🤖 AI Summary
This work addresses the limitations of existing language-guided grasping methods in cluttered or occluded scenes, where multi-stage pipelines often suffer from weak cross-modal fusion, computational redundancy, and limited generalization. To overcome these challenges, the authors propose GeoLanG, an end-to-end multitask framework that unifies visual and linguistic representations through CLIP and explicitly models geometric priors via a Depth-Guided Geometric Module (DGGM). An adaptive dense channel fusion mechanism further enables efficient and precise cross-modal alignment. Extensive experiments on the OCID-VLG dataset and both real-world and simulated robotic platforms demonstrate that GeoLanG significantly outperforms current state-of-the-art approaches, achieving high accuracy and strong robustness in diverse and challenging environments.
📝 Abstract
Language-guided grasping has emerged as a promising paradigm for enabling robots to identify and manipulate target objects through natural language instructions, yet it remains highly challenging in cluttered or occluded scenes. Existing methods often rely on multi-stage pipelines that separate object perception and grasping, which leads to limited cross-modal fusion, redundant computation, and poor generalization in cluttered, occluded, or low-texture scenes.
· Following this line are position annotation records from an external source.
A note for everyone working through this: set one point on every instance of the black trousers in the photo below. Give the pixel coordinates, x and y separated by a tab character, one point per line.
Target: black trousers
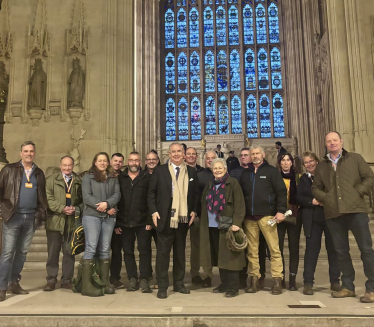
313	247
229	278
171	238
293	232
358	223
To address these limitations, we propose GeoLanG, an end-to-end multi-task framework built upon the CLIP architecture that unifies visual and linguistic inputs into a shared representation space for robust semantic alignment and improved generalization. To enhance target discrimination under occlusion and low-texture conditions, we explore a more effective use of depth information through the Depth-guided Geometric Module (DGGM), which converts depth into explicit geometric priors and injects them into the attention mechanism without additional computational overhead. In addition, we propose Adaptive Dense Channel Integration, which adaptively balances the contributions of multi-layer features to produce more discriminative and generalizable visual representations. Extensive experiments on the OCID-VLG dataset, as well as in both simulation and real-world hardware, demonstrate that GeoLanG enables precise and robust language-guided grasping in complex, cluttered environments, paving the way toward more reliable multimodal robotic manipulation in real-world human-centric settings.